How the Genetic Code Guards Against Frameshifts

Share: Facebook; Twitter/X; LinkedIn; Flipboard; Print; Email

In a previous article, I discussed how the genetic code used in life appears to be highly optimized for the minimization of errors that might be introduced through point mutations. Here, I will discuss another astonishing aspect of the genetic code’s design. The genetic code appears to have been set up in such a way to dampen the impact of frameshift mutations. A frameshift mutation occurs as the result of indels (insertions or deletions) of a number of nucleotides that is non-divisible by three. Such an event causes the reading frame to be shifted, resulting in the production and accumulation of misfolded proteins. The earlier on in the sequence that this indel occurs, the greater the alteration of the protein’s amino-acid sequence.

Termination of Translation

The genetic code is thought of as being comprised of groups of four codons where the first positions are the same for all four (whereas the third can be occupied by any base). When codons code for the same amino acid, they are referred to as a “codon family.” Half of the genetic code is comprised of such codon families. In the codon families designated AAN and AGN (which categorize Asn/Lys and Ser/Arg triplets respectively), the triplets are only a single frameshift away from forming the stop codons UAA and UAG, which signal termination of translation. These encrypted stop signs help to prevent the accumulation of misfolded proteins.
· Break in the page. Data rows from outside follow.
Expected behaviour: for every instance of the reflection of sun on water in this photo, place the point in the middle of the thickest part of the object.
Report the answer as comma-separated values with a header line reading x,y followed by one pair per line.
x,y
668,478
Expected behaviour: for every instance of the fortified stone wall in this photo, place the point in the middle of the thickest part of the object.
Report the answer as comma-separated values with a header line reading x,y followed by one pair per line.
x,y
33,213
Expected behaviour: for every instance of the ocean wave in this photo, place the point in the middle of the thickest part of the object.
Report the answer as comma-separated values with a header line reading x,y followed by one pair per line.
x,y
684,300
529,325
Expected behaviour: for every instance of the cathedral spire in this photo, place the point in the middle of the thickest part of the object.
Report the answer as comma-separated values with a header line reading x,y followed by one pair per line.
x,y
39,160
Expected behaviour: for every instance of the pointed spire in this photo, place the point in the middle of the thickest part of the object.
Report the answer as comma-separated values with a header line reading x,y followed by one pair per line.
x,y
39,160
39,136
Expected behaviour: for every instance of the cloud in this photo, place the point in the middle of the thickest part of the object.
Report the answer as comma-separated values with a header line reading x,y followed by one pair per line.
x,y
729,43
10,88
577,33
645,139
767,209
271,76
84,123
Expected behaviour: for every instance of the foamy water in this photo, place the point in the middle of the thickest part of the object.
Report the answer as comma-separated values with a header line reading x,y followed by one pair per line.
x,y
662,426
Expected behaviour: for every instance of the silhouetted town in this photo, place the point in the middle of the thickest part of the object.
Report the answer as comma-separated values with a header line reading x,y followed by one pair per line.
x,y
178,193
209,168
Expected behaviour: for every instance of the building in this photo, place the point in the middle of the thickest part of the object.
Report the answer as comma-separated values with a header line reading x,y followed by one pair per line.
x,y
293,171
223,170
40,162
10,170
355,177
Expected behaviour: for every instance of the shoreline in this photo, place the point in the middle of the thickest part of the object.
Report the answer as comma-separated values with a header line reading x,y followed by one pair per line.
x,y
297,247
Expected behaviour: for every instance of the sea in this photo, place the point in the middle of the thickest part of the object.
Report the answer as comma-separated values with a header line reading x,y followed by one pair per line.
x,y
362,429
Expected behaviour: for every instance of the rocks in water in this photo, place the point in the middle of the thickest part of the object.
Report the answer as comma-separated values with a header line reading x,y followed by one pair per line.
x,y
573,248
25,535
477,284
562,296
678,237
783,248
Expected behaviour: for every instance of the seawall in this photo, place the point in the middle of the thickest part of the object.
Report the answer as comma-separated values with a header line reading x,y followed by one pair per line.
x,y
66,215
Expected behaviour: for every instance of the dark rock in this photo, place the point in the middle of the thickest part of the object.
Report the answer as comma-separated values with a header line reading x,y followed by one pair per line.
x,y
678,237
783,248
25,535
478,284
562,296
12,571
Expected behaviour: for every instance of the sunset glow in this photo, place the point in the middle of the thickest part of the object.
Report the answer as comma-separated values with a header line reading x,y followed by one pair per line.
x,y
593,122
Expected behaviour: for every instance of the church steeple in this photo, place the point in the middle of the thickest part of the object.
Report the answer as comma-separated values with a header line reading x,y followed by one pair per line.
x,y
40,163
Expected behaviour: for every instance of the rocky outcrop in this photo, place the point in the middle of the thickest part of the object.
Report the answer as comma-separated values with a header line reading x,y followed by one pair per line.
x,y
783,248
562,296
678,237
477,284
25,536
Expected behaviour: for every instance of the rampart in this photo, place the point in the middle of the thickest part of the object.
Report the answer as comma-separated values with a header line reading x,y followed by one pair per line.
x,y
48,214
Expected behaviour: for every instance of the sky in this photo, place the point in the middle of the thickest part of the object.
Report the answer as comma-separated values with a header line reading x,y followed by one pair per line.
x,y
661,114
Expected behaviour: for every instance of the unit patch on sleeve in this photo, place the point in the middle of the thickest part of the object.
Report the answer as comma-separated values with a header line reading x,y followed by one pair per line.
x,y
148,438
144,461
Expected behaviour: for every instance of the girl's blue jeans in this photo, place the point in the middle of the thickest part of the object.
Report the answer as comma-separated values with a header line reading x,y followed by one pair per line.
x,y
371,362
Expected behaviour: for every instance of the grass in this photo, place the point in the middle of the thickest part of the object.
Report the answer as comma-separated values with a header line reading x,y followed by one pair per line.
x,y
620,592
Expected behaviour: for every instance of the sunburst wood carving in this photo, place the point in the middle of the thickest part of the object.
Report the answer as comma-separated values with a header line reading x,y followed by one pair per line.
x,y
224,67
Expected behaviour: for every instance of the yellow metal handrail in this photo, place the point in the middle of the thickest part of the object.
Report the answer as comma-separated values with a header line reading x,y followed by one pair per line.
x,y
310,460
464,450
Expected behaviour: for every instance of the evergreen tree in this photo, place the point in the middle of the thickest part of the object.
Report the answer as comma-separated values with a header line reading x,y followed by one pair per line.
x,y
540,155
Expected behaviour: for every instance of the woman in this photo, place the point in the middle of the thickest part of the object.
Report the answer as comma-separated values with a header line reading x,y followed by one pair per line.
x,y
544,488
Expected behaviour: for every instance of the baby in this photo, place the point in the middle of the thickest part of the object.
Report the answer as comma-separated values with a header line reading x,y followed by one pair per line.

Another two frequently used amino acids are aspartic acid (specified by GAU and GAC) and glutamic acid (specified by GAA or GAG). These codons are only one frameshift away from UGA, which is a stop codon. Given that these amino acids are used with high frequency, this ensures that when a frameshift occurs, there is a high probability that stop codons will arise and stop translation.

A Remarkable Feature

As Bollenbach et al. (2007) explain,

…stop codons can easily be concealed within a sequence. For example, the UGA stop codon is only one frameshift away from NNU|GAN; the GAN codons encode Asp and Glu, which are very common in protein sequences. Similarly, UAA and UAG can be frameshifted to give NNU|AAN and NNU|AGN (the AAN codons encode Asn or Lys and AGN gives Ser or Arg). Glu, Lys, Asp, Ser, and Arg are relatively common amino acids in the genome, so the probability of a stop codon arising from a misread of a codon from one of these three amino acids is very high. The fact that a stop codon can be “hidden” in this way using a frameshift means that even a signal sequence that happens to include a stop codon (a problem that is bound to arise sooner or later) can be encoded within the protein sequence by using one of the two reading frames in which the stop codon encodes for a frequently used amino acid.¹

Remarkably, the 64-to-20 mapping system is set up in order to minimize the number of amino acids that are translated from a frameshifted transcript before the appearance of one of the stop codons. Highly frequent codons (e.g. those coding for aspartic or glutamic acid) can frequently form stop codons in the event of a frameshift. Thus, in the conventional genetic code, translation of a frameshift error is halted faster on average than in 99.3 percent of alternative codes.²

Thus far, we have considered two parameters of the genetic code that appear to be highly optimized. In my next article, we will consider two further aspects of the genetic code’s design.

Notes

Bollenbach T, Vetsigian K, Kishony R. Evolution and multilevel optimization of the genetic code. Genome Res. 2007 Apr;17(4):401-4. doi: 10.1101/gr.6144007. Epub 2007 Mar 9. PMID: 17351130.
Itzkovitz S, Alon U. The genetic code is nearly optimal for allowing additional information within protein-coding sequences. Genome Res. 2007 Apr;17(4):405-12. doi: 10.1101/gr.5987307. Epub 2007 Feb 9. PMID: 17293451; PMCID: PMC1832087.